Cette  » mercerie actuelle « , qui s’intègre dans le projet de revitalisation de la rue des Wallons, loue des machines à coudre et propose des ateliers. On y trouve des textiles aux tons joyeux, mais aussi des objets et vêtements sélectionnés avec soin – les coussins enfantins Zoé Mommen, les légumes crochetés Saf, etc.
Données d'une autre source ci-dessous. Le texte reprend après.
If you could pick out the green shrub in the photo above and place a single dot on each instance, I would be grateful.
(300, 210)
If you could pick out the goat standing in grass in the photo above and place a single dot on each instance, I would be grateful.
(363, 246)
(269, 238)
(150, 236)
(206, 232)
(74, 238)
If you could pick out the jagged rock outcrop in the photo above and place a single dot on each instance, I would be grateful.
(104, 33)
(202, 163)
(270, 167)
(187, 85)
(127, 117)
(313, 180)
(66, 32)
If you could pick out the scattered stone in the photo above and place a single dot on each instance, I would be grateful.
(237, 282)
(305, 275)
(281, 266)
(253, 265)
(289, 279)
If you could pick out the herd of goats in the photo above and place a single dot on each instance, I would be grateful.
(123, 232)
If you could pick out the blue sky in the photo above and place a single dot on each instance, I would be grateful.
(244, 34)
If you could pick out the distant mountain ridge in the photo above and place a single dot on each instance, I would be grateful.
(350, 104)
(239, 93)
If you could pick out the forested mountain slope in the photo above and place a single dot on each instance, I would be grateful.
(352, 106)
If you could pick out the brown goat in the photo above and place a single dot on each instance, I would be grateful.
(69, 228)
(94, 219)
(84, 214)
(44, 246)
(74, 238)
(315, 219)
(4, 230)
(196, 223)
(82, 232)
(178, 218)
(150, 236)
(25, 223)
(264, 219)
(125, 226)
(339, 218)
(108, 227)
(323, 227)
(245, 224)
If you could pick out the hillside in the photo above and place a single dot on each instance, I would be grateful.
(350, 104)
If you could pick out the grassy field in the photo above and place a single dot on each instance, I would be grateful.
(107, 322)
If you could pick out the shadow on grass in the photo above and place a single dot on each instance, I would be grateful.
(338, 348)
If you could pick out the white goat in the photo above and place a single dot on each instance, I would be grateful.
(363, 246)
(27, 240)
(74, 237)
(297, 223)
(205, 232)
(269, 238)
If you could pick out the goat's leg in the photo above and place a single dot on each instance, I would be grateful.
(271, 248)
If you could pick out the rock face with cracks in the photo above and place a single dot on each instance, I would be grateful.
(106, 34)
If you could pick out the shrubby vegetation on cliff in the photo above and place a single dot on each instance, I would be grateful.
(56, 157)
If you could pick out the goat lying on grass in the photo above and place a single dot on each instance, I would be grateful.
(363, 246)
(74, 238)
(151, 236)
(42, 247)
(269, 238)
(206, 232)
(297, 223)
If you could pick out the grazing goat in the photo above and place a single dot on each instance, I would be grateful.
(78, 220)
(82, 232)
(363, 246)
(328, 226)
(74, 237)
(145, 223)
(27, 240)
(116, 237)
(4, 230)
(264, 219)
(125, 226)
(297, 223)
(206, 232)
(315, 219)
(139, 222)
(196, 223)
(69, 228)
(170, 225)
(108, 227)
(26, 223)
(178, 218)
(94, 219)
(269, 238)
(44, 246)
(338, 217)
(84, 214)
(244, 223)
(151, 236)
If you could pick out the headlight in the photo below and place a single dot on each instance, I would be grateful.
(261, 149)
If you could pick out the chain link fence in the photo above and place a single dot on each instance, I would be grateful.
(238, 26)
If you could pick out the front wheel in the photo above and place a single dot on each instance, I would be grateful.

5, rue des Wallons. www.facebook.com/Trame.C.Mercerie.Actuelle

Rose Avril.

Rose Avril
Rose Avril© Elodie Grégoire

Derrière cette enseigne, Marie-Eve Havaux et Joëlle Deuse qui  » avaient envie d’accessoires pour la maison différents de ce qu’on voyait partout « . De là est né cet antre dédié à la déco, au style coloré et scandinave, mais qui propose aussi des travaux de graphisme. Dans les rayons : des articles Muuto et Ferm Living, les cosmétiques naturels de La Compagnie de Provence, la vaisselle en bambou Ekobo…

8/A, rue des Wallons. www.roseavril.be

Ooak.

Citron Grenadine
Citron Grenadine© Odeline MacDonald

Inspiré du cabinet de curiosités, cette adresse expose de la déco, des accessoires et des plantes vertes, parmi lesquelles des cactus et des terrariums, parfaitement dans la tendance slow et vintage du moment. L’idée étant d’offrir un concept mixte, on peut, en plus, y déguster des bagels, et ce dans cette ambiance zen.

34, passage de l’Ergot. www.facebook.com/OOAKPOPUP/

Citron Grenadine.

Ooak
Ooak© Laurence Bouserez

Référence en matière de layette, ce magasin propose aussi du petit mobilier et de la déco pour chambres d’enfants. Le sélection se fait au coup de coeur, en privilégiant les marques européennes ou éthiques. En vrac : les textiles de Numero 74, les tippis et paniers Nobodinoz et la vaisselle Bloomingville.